Oleksander

Posted on Mar 17

I built a cognitive layer for AI agents that learns without LLM calls

#ai #memory #rust #python

The problem

Every time your agent starts a conversation, it starts from zero.

Sure, you can stuff a summary into the system prompt. You can use RAG. You can call Mem0 or Zep.

But all of these have the same problem: they need LLM calls to learn. To extract facts, to build a user profile, to understand what matters — you're paying per token, adding latency, and depending on a cloud service.

What if the learning happened locally, automatically, without any LLM involvement?

What AuraSDK does differently

AuraSDK is a cognitive layer that runs alongside any LLM. It observes interactions and — without any LLM calls — builds up a structured understanding of patterns, causes, and behavioral rules.

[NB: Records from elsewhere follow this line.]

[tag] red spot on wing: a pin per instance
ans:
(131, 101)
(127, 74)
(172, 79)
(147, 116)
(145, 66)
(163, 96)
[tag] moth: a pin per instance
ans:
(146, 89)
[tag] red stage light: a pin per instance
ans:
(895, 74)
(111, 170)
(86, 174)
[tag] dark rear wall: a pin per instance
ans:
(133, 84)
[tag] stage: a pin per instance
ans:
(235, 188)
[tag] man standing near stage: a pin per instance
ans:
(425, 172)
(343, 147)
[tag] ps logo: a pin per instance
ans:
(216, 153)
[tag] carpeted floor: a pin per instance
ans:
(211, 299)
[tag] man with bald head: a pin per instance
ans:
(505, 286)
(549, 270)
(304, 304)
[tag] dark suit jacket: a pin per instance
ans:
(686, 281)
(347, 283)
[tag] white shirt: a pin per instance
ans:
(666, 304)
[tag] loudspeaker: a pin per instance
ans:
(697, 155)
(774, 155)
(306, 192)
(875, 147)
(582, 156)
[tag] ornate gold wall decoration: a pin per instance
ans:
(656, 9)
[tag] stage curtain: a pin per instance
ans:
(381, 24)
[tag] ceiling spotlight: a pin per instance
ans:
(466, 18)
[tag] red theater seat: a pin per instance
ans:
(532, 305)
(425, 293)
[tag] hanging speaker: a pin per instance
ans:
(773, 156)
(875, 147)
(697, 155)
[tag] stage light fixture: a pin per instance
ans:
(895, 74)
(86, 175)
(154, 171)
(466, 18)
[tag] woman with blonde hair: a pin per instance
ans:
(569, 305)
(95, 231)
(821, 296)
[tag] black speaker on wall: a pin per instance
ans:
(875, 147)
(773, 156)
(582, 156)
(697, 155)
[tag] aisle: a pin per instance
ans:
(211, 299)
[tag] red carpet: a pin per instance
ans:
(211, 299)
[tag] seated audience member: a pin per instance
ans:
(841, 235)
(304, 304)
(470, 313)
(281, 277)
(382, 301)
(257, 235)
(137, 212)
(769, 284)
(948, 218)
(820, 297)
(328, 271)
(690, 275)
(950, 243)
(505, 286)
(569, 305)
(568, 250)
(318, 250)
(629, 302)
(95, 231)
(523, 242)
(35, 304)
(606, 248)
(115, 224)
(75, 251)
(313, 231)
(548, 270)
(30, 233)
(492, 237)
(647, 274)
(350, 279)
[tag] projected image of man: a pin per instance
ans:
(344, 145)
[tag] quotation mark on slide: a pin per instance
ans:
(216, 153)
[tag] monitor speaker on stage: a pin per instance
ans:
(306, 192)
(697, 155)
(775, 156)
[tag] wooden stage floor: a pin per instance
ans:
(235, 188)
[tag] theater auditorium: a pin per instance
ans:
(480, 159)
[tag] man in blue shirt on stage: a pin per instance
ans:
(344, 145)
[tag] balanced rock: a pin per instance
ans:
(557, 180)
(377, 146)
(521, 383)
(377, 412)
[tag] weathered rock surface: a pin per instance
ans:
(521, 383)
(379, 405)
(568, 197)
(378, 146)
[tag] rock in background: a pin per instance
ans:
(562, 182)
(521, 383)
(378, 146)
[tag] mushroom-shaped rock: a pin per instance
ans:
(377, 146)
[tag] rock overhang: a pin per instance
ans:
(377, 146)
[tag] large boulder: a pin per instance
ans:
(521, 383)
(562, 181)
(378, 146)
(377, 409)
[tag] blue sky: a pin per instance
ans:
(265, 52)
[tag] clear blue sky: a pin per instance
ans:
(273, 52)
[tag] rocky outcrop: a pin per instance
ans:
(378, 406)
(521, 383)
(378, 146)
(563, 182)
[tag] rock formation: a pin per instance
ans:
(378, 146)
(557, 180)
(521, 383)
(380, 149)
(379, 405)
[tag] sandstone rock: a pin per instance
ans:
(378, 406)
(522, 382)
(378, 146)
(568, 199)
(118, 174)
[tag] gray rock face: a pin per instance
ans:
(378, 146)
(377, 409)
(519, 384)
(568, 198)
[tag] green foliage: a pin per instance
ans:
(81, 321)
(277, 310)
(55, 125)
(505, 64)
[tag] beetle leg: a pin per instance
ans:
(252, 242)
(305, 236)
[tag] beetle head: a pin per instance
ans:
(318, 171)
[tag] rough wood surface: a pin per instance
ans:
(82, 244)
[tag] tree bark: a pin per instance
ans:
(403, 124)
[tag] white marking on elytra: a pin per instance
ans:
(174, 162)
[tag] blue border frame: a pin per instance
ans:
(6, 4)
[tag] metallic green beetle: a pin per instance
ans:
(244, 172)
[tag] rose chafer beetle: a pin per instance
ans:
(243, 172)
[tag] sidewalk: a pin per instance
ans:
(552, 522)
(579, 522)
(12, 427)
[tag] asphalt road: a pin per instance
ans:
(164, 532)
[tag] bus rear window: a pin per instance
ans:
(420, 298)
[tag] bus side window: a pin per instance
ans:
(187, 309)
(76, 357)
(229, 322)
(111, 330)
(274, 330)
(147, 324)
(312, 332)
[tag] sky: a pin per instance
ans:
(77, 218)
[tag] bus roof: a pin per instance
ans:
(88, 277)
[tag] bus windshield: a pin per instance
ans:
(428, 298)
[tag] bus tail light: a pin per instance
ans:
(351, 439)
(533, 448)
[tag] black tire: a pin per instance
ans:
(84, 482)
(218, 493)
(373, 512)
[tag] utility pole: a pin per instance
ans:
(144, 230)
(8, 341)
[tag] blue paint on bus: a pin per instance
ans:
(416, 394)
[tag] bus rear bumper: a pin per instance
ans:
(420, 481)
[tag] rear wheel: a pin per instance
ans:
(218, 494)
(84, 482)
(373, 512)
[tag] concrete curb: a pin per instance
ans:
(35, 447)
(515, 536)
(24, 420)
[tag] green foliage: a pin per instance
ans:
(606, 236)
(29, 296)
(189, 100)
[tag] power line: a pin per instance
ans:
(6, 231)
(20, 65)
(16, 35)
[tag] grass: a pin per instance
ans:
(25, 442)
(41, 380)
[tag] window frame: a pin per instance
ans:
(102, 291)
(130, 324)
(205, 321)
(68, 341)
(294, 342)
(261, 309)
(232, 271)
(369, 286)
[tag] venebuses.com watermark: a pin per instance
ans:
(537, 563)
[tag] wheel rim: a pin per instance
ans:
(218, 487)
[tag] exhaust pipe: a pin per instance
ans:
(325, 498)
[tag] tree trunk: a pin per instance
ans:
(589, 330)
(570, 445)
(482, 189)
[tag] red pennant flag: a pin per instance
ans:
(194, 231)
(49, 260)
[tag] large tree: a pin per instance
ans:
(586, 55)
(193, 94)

from aura import Aura, Level

brain = Aura("./agent_memory")
brain.enable_full_cognitive_stack()

# store what happens
brain.store("User always deploys to staging first", level=Level.Domain, tags=["workflow"])
brain.store("Staging deploy prevented 3 production incidents", level=Level.Domain, tags=["workflow"])

# sub-millisecond recall — inject into any LLM prompt
context = brain.recall("deployment decision")

# after enough interactions, the system derives this on its own:
hints = brain.get_surfaced_policy_hints()
# [{"action": "Prefer", "domain": "workflow", "description": "deploy to staging first"}]

Nobody wrote that policy rule. The system derived it from the pattern of stored observations.

The cognitive pipeline

AuraSDK processes every stored record through 5 layers:

Record → Belief → Concept → Causal → Policy

Each layer is bounded and deterministic:

Belief: groups related observations, resolves contradictions
Concept: discovers stable topic clusters across beliefs
Causal: finds cause-effect patterns from temporal and explicit links
Policy: derives behavioral hints (Prefer / Avoid / Warn) from causal patterns

The entire pipeline runs in milliseconds. No LLM. No cloud. No embeddings required.

Try it in 60 seconds

pip install aura-memory
python examples/demo.py

Output:

Phase 4 - Recall in action

  Query: "deployment decision"  [0.29ms]
    1. Staging deploy prevented database migration failure
    2. Direct prod deploy skipped staging -- caused data loss

  Query: "code review"  [0.18ms]
    1. Code review caught SQL injection before merge
    2. Code review found performance regression early

5 learning cycles completed in 16ms. Recall at 0.29ms.

How it compares

	AuraSDK	Mem0	Zep	Letta
LLM required for learning	No	Yes	Yes	Yes
Works offline	Fully	Partial	No	With local LLM
Recall latency	<1ms	~200ms+	~200ms	LLM-bound
Self-derives behavioral policies	Yes	No	No	No
Binary size	~3MB	~50MB+	Cloud	Python pkg

What's new in v1.5.3

Full 5-layer cognitive pipeline active by default
enable_full_cognitive_stack() — one call to activate everything
Decay now driven by memory level, not manual type labels
Policy hints now work with explicit causal links (link_records())
demo.py — see it working in 60 seconds

Built in Rust, from Kyiv

Pure Rust core. No Python dependencies for the engine. Patent pending (US 63/969,703).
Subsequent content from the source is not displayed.